The story that will be told about the #SonyHack — and surely there is a Hollywood script being written as we speak — will be one of a savvy band of hackivists likely with insider help executing a well thought out plan hell bent on destroying a great consumer electronics brand.

Game Change

In a field that is still in its infancy — Information Security — the #SonyHack I believe will emerge as a Game Change moment. A defining moment that causes significant change in behavior. The last big one we had was the Mandiant APT1 report in 2012 and the RSA Security keys compromise that caused companies to stand up and notice something called APTs.

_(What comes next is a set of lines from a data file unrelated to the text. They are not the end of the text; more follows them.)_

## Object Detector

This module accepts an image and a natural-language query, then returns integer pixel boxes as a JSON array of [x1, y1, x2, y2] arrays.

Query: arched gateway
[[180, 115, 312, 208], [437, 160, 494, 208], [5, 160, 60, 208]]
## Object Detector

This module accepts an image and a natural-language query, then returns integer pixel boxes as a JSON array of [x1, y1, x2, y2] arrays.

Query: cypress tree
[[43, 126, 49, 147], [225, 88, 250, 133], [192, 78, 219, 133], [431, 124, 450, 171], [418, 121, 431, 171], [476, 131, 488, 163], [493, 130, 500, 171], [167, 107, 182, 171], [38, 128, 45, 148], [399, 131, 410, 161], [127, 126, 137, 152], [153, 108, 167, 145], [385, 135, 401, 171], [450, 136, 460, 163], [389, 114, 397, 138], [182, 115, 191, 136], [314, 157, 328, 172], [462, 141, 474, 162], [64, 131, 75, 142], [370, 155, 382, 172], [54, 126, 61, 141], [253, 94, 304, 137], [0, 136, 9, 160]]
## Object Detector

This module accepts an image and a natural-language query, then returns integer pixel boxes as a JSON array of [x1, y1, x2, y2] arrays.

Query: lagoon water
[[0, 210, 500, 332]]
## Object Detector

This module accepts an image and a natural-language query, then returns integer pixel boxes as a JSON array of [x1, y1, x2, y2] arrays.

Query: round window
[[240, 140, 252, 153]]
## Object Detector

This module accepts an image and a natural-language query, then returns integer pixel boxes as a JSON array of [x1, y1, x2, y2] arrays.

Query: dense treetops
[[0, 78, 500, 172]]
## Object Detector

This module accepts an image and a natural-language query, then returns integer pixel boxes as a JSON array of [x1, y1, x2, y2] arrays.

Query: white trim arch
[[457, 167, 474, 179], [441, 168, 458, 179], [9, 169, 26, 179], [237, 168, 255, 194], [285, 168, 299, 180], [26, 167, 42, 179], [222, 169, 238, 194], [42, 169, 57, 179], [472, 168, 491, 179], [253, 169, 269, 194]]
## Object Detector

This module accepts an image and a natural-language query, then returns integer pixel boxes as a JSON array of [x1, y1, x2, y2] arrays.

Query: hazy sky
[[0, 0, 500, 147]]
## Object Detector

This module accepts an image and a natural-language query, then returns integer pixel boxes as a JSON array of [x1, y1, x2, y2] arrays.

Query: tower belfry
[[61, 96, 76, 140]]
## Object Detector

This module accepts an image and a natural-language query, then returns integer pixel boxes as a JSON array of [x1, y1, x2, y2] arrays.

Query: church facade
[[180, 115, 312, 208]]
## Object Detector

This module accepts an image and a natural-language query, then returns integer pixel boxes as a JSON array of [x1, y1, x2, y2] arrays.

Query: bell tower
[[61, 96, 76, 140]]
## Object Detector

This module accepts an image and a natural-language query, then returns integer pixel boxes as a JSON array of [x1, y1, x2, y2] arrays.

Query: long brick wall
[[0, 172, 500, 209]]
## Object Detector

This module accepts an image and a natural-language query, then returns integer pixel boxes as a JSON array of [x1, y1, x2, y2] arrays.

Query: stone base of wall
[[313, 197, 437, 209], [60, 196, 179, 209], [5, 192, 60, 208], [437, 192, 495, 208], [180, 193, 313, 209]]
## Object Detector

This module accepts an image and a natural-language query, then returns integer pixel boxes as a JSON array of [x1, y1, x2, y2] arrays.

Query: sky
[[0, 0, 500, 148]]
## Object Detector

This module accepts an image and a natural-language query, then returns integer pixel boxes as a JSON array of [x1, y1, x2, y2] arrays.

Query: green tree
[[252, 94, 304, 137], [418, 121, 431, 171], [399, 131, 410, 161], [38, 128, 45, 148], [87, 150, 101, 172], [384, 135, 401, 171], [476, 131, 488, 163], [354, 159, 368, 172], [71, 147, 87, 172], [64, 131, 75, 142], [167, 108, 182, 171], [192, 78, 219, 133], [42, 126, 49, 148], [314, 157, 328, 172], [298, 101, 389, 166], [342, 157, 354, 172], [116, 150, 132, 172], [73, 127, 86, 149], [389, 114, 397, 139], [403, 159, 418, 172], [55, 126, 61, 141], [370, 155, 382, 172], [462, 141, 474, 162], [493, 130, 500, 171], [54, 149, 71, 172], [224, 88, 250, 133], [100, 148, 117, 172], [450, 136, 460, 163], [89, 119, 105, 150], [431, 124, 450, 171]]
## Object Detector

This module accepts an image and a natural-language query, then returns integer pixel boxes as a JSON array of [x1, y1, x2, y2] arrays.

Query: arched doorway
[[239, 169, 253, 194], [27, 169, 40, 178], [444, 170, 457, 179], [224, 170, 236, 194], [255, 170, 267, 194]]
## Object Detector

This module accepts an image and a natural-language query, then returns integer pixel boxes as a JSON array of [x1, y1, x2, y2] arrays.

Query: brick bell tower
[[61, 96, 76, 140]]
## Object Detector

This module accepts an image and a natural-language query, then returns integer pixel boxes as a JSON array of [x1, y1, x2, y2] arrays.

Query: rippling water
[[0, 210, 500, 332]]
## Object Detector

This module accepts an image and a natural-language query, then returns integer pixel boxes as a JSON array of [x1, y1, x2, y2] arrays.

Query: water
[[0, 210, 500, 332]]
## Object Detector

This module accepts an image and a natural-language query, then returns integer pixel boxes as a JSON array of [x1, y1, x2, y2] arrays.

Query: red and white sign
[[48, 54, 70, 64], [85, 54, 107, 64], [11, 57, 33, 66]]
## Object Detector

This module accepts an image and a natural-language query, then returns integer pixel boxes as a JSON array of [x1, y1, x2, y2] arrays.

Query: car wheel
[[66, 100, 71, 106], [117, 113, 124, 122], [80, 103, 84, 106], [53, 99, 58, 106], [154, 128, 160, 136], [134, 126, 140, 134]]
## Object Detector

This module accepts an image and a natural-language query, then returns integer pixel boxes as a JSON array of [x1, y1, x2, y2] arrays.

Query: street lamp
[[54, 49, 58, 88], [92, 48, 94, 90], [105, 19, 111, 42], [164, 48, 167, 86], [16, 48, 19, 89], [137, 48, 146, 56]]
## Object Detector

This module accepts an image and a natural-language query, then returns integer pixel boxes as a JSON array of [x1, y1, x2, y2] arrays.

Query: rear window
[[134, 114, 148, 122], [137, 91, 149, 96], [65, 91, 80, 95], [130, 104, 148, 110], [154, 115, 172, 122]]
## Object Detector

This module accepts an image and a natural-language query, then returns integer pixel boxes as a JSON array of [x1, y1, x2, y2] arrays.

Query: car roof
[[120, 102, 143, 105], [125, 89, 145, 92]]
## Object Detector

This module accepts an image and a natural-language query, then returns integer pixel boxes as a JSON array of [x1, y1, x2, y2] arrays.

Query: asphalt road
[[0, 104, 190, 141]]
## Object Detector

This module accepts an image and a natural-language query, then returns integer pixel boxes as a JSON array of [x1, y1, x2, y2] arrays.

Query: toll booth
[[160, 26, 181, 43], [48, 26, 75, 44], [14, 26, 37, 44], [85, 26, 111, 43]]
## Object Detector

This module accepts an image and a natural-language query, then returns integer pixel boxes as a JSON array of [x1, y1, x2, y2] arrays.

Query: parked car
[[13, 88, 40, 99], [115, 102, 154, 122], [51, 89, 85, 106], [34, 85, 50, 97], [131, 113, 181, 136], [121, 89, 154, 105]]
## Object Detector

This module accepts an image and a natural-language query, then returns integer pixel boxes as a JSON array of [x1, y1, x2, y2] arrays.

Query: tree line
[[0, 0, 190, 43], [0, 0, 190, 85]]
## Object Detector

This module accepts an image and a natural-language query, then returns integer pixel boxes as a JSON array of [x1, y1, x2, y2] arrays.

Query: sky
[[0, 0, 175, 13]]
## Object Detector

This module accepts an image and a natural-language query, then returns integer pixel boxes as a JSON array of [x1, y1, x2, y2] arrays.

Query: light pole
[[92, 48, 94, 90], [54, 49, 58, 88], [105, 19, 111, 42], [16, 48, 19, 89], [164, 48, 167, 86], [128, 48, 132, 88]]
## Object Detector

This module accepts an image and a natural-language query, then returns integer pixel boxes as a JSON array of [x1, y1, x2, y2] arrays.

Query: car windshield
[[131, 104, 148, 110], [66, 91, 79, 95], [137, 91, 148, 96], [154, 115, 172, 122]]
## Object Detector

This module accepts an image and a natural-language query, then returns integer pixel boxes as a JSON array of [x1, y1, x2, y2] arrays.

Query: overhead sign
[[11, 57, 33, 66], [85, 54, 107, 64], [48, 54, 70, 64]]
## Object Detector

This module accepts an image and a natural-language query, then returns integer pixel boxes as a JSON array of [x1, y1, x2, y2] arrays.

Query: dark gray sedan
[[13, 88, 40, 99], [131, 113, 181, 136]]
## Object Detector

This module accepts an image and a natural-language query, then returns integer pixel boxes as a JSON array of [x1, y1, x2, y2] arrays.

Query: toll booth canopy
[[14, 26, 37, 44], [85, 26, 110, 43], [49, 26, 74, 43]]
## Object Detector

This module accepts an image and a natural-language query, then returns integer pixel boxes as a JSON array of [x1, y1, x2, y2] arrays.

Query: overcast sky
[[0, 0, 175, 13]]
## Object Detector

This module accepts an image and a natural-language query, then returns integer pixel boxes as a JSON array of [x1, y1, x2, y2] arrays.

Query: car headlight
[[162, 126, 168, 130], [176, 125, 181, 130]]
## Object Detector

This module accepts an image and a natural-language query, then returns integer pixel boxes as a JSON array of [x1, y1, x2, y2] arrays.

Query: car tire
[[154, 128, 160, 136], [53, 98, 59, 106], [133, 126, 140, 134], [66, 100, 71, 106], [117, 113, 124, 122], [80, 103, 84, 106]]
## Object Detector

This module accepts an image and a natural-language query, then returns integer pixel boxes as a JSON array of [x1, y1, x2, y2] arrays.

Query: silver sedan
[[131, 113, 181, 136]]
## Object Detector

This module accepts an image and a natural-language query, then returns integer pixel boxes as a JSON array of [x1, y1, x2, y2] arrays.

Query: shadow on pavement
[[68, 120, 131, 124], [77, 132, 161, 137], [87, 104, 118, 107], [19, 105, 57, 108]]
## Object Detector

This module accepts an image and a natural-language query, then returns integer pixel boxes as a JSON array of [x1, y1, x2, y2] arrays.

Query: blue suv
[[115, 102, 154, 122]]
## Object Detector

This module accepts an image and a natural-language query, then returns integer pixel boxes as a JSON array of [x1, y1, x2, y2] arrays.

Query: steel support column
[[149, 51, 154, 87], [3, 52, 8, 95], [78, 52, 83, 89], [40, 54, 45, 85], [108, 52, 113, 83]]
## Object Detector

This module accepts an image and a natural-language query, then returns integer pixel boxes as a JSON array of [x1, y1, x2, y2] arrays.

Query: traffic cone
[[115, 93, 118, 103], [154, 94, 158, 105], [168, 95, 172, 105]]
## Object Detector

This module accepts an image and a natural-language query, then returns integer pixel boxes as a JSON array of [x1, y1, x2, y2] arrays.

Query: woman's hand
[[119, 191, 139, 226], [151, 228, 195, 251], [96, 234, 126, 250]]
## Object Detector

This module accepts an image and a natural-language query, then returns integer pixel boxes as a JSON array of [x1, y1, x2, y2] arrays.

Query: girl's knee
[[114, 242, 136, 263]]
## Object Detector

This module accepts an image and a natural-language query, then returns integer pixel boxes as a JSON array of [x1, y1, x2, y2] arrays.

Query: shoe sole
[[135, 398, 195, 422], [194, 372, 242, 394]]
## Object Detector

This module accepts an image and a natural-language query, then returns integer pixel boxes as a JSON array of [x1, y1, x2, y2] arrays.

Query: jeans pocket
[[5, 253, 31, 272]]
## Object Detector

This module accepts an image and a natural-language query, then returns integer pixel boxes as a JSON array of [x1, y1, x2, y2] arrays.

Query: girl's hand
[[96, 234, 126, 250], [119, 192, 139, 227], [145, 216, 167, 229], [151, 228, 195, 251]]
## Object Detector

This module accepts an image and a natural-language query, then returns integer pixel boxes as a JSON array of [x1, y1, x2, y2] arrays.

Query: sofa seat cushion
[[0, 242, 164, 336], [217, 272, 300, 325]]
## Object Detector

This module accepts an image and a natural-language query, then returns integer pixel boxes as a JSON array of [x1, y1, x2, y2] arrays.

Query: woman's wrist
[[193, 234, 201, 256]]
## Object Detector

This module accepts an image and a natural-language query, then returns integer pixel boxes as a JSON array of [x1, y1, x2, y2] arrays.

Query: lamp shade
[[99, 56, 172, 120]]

You ask, why not Target, Home Depot, and the other big breaches of the past year? Not to diminish the significance of these events, but the reality is corporations, and now the public, are conditioned to loss of customer data. Customers typically do not experience the losses themselves. Corporations absorb losses beyond insurance coverage for fraud. The awareness rises, but not enough to cause companies to change established patterns of behavior: check the box compliance-driven security.

The #SonyHack is different — the Black Swan of attacks that may become the new norm. It is different because extortion is involved. It is different because the intent was to destroy the company, not just steal its sensitive data. It is different because the networks were torched. It is different because email was leaked and executives publicly humiliated, and because ultimately Sony capitulated. Capitulation will embolden hackers. And there is little doubt in my mind this same attack can be replicated over and over again at will against other companies because:

(1) most companies are not equipped to deal with targeted attacks, let alone {capture, destroy, extort, & publish} Sony-style attack tactics,

(2) the likelihood of being properly attributed and caught is slim, and

(3) the aggressors’ efforts worked and demands were met.

The impact will be far reaching beyond Sony. I expect at the first Board meeting of the New Year at every major corporation, the question will be asked “What are we doing to make sure we don’t become the next Sony?” I suspect that checking compliance boxes won’t answer the mail. I suspect that doing the same as we’ve always done will not suffice.

Rather, CISOs, Chief Risk Officers, and Chief Executive Officers will need to think outside the box about how to protect their company, and ultimately their shareholders’ value, from Sony-style attacks. This will involve a combination of getting better talent, better intel on threats, understanding the risk for their enterprise against targeted attacks, establishing processes for incident response and crisis management, and upgrading technology to meet the threat of targeted attack.

If you are a CISO, be prepared to answer the Board how you will need to upgrade to defeat Sony style attacks in 2015 and beyond. They will be all ears.